SURGE: Approximation-free Training-Free Particle Filter for Diffusion Surrogate
The paper introduces URGE (Unbiased Resampling via Girsanov Estimation), a derivative-free inference-time scaling algorithm for diffusion models that performs path-wise importance reweighting using a Girsanov change of measure. Unlike existing inference-time guidance methods, URGE requires no score, Hessian, or PDE evaluations, attaching multiplicative weights to simulated trajectories and periodically resampling. The authors establish a theoretical equivalence between path-wise and particle-wise sequential Monte Carlo (SMC), guaranteeing unbiased terminal distributions. Empirically, URGE outperforms existing inference-time guidance baselines on synthetic tests and diffusion-model benchmarks while being simpler to implement.

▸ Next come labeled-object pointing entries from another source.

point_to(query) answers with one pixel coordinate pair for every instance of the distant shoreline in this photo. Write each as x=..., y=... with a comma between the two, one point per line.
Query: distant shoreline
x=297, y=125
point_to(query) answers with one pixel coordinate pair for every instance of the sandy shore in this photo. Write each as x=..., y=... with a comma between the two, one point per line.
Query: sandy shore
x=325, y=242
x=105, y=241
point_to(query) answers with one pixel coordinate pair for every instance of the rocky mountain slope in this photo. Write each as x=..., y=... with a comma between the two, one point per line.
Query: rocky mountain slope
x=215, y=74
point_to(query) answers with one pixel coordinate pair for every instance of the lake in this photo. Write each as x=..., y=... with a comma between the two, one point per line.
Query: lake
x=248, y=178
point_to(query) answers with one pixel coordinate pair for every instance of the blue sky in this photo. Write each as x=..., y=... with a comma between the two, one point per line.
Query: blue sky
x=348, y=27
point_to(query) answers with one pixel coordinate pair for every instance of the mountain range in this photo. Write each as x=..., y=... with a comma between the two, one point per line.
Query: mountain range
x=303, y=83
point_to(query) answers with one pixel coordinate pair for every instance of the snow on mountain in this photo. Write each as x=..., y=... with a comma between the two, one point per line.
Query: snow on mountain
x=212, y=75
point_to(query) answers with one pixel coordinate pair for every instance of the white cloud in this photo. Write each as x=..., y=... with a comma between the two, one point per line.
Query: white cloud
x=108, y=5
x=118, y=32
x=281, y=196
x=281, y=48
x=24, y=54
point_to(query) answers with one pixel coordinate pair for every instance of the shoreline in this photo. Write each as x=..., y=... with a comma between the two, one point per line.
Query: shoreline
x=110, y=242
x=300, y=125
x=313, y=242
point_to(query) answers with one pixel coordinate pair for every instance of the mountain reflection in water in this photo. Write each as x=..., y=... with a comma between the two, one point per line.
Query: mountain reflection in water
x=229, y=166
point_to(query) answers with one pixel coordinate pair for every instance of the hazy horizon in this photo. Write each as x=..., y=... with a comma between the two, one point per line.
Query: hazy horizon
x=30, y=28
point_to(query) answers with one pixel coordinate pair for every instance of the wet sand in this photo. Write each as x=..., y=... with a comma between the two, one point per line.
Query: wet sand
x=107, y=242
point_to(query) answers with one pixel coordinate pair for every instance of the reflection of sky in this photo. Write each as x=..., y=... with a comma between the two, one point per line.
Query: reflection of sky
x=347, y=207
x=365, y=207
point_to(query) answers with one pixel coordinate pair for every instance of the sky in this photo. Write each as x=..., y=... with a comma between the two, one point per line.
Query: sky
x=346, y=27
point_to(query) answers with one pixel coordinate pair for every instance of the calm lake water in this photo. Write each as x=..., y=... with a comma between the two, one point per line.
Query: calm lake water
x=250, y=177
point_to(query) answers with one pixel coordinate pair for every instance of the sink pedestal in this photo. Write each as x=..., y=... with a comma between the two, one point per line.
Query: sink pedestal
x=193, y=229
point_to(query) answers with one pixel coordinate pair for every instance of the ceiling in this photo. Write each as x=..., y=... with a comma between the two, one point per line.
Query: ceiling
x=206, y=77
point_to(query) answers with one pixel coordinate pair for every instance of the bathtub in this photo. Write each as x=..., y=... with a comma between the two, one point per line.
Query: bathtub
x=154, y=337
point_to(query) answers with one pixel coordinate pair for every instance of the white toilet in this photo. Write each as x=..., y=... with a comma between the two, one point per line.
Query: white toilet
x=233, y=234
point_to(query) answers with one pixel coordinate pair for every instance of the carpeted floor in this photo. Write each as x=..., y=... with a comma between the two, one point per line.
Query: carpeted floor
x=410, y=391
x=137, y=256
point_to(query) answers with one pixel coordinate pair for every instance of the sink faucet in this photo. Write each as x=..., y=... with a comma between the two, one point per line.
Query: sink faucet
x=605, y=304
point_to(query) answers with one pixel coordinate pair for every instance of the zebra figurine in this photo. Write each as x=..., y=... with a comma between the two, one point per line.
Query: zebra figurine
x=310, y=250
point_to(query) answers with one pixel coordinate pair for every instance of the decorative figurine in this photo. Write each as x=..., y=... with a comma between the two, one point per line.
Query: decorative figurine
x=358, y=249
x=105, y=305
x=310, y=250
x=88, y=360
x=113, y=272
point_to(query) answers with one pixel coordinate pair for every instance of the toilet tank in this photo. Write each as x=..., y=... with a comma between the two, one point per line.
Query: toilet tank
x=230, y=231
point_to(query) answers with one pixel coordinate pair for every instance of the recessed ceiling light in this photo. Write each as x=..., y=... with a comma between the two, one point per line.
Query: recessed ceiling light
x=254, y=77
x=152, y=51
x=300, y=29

Energy-based transformers as unified predictors of reading difficulty in computational psycholinguistics
A new arXiv preprint introduces energy-based transformer measures as predictors of human reading difficulty, evaluated across three reading-time corpora (Natural Stories, UCL eye-tracking, UCL self-paced reading). The energy measure outperforms surprisal alone and appears to subsume both surprisal and attention entropy effects, suggesting it could serve as a single unified predictor. The work connects transformer language models to Hopfield networks and dense associative memory literature, marking the first application of energy-based transformer measures in computational psycholinguistics.
Dynamics-Level Watermarking of Flow Matching Models with Random Codes
This paper proposes embedding watermarks directly into the velocity field (continuous dynamics) of flow matching generative models, rather than into weights or outputs. The method uses key-dependent perturbations added during training, formulated as random coding over a continuous channel, allowing black-box message recovery at detection time. The perturbation is designed to leave the generated distribution unchanged. Experiments on MNIST and CIFAR-10 demonstrate reliable message recovery, preserved generation quality, and chance-level decoding without the secret key.